There was a pause and then the neighbor said, 'Ummm… sure?'

I introduced them and invited him to Ray and I's open house tomorrow night.

'You'll already know someone there, Rachel, who's dog might poop in your yard.'

It was pretty much the most hilarious first meeting ever.

Wednesday, January 23, 2013

Adventures in Babysitting

I have some modest babysitting experience, most of it from middle school watching my nephews or a neighborhood kid or two. But no one really asks me to babysit their kids anymore. Even less people ask Ray.

And yet, I love kids. Other people's kids mostly. But still... kids. Love. You know.

So I was pleasantly surprised last week when my friends Erin and Adam found themselves in a bind and asked me if I could watch their twin girls. I happily obliged. And since there were two kids and only one of me, Ray graciously volunteered to tag along so I wouldn't be out-numbered. 

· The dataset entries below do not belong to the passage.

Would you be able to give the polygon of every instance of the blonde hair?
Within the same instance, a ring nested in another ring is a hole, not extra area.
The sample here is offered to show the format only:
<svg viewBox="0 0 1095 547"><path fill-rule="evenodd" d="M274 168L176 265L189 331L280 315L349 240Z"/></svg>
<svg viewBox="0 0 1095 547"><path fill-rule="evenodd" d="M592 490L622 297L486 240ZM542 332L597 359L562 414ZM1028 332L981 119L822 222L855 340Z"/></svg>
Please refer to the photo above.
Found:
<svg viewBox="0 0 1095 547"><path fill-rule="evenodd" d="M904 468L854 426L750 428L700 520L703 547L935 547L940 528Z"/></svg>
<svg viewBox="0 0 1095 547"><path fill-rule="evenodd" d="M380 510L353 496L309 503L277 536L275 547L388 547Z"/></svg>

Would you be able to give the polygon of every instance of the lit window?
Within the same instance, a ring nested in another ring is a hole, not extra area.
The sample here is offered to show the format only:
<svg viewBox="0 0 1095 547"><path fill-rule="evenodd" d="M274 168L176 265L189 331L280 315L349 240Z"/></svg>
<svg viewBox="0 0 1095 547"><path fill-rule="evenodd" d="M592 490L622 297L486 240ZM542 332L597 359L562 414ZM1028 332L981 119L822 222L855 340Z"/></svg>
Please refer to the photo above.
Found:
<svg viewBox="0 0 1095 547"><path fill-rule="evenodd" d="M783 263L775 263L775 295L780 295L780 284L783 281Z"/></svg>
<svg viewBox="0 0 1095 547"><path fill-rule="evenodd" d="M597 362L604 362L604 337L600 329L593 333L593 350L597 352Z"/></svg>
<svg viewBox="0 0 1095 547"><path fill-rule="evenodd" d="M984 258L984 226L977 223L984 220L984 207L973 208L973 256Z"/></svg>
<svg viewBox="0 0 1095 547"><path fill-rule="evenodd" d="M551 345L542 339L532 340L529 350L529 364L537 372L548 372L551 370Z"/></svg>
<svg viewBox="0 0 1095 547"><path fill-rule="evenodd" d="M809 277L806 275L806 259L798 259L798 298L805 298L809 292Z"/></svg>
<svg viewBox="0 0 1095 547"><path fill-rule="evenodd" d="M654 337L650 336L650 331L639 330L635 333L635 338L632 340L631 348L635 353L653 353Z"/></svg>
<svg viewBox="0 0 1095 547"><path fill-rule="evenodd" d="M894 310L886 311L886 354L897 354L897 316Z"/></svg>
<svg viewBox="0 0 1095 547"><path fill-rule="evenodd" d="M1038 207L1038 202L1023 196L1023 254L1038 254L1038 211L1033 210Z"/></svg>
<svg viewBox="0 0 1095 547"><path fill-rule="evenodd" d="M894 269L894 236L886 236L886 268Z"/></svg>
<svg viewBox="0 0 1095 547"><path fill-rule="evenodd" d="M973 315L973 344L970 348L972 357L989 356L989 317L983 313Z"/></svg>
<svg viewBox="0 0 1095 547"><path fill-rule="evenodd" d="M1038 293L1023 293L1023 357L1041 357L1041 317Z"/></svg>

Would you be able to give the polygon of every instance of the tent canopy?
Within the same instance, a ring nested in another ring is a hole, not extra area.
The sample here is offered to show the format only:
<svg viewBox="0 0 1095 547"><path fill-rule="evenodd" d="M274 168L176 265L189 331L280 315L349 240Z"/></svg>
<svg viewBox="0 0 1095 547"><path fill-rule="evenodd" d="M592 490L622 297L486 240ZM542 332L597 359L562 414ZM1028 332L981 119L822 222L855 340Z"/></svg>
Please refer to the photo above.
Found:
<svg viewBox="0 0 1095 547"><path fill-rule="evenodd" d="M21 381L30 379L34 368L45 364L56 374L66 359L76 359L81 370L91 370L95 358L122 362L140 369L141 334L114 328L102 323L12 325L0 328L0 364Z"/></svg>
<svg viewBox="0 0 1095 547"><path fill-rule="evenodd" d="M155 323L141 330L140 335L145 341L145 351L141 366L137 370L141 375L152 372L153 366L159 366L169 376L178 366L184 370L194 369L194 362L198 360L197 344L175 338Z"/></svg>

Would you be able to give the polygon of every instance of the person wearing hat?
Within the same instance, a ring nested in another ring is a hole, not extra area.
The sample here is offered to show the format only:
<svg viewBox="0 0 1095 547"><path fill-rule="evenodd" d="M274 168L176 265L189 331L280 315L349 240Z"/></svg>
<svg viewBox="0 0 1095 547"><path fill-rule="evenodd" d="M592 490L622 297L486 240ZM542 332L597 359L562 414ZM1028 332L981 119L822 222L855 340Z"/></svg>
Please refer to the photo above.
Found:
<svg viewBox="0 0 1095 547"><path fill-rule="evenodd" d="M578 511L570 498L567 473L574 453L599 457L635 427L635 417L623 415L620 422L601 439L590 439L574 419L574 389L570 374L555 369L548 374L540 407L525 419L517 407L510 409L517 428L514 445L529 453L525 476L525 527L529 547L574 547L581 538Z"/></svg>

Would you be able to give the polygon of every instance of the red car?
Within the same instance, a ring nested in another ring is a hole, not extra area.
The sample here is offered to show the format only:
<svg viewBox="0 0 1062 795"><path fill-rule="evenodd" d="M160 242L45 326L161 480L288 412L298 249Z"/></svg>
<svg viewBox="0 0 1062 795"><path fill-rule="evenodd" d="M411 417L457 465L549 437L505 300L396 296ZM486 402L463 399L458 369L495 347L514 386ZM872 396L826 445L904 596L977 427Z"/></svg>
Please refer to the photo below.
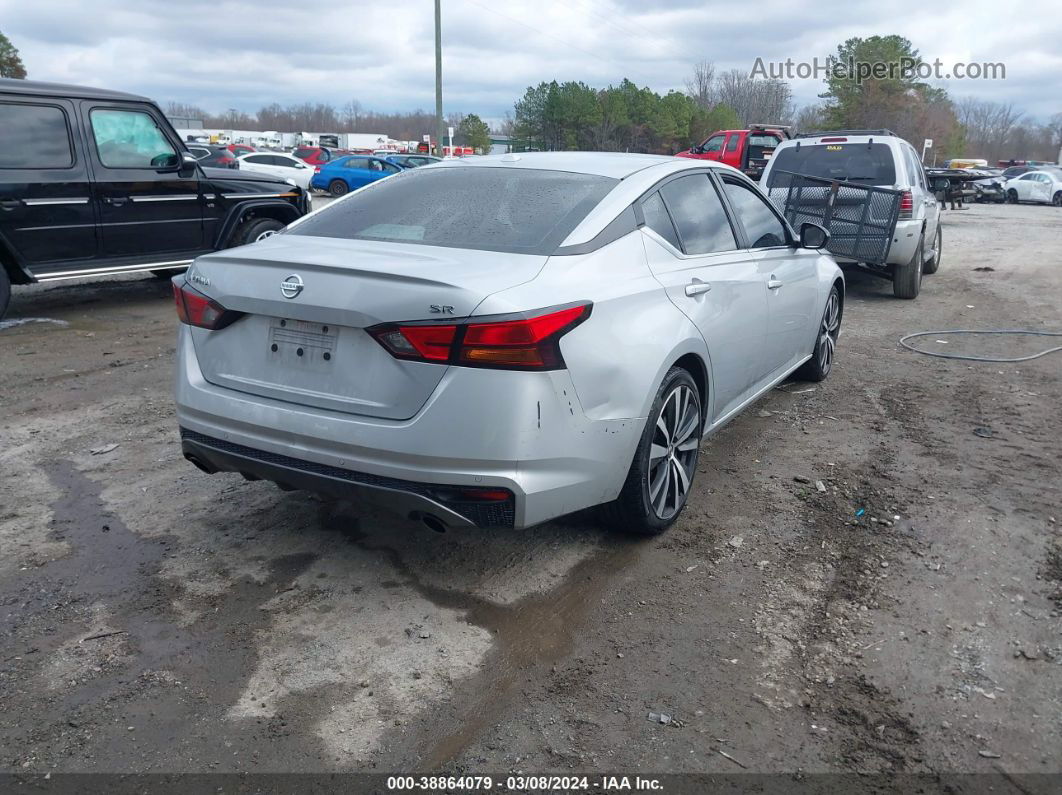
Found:
<svg viewBox="0 0 1062 795"><path fill-rule="evenodd" d="M759 179L775 148L788 137L789 128L781 124L750 124L748 129L713 133L699 146L680 152L678 156L718 160Z"/></svg>
<svg viewBox="0 0 1062 795"><path fill-rule="evenodd" d="M330 149L325 149L324 146L296 146L295 151L291 154L299 160L310 166L316 166L318 168L321 168L336 157L336 154Z"/></svg>

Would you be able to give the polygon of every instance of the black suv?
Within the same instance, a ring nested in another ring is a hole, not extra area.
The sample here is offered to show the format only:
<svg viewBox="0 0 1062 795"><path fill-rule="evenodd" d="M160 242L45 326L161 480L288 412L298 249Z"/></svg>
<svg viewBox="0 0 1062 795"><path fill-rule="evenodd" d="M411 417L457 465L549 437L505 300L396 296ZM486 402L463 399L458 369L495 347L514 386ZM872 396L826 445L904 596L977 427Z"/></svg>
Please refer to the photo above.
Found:
<svg viewBox="0 0 1062 795"><path fill-rule="evenodd" d="M0 317L11 286L167 275L310 209L294 183L201 166L151 100L0 80Z"/></svg>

"She must be REAL desperate to be asking me to babysit," I told him. "We can rummage through their fridge and make-out. It will be just like we're in high school."

Sunday morning we woke up early (we had to be there at 10:30, whew!), and headed to our babysitting gig.

When we got there their dad was carrying a girl on each hip as he told us what time they eat and nap, what games they like and how to entertain them. It was so adorable I could hardly stand it.

Then it got real. Real teary.

The girls went in to complete hysterics at the realization they were going to be left with us and cried  "Dada dada dada dada" the entire time Adam was trying to leave. As he was walking out one girl was clutching a toy in each hand and begging him to stay while the other was sobbing for something that sounded like "bab bab bab-babeeee bankeee."

As he escaped out the front door I saw a slight smirk spread across his face.

"Poor things," I'm sure he was thinking.

About us.

After a few minutes of panic on our part at the thought that they might not stop crying, Ray and I quickly settled into a groove with the girls. 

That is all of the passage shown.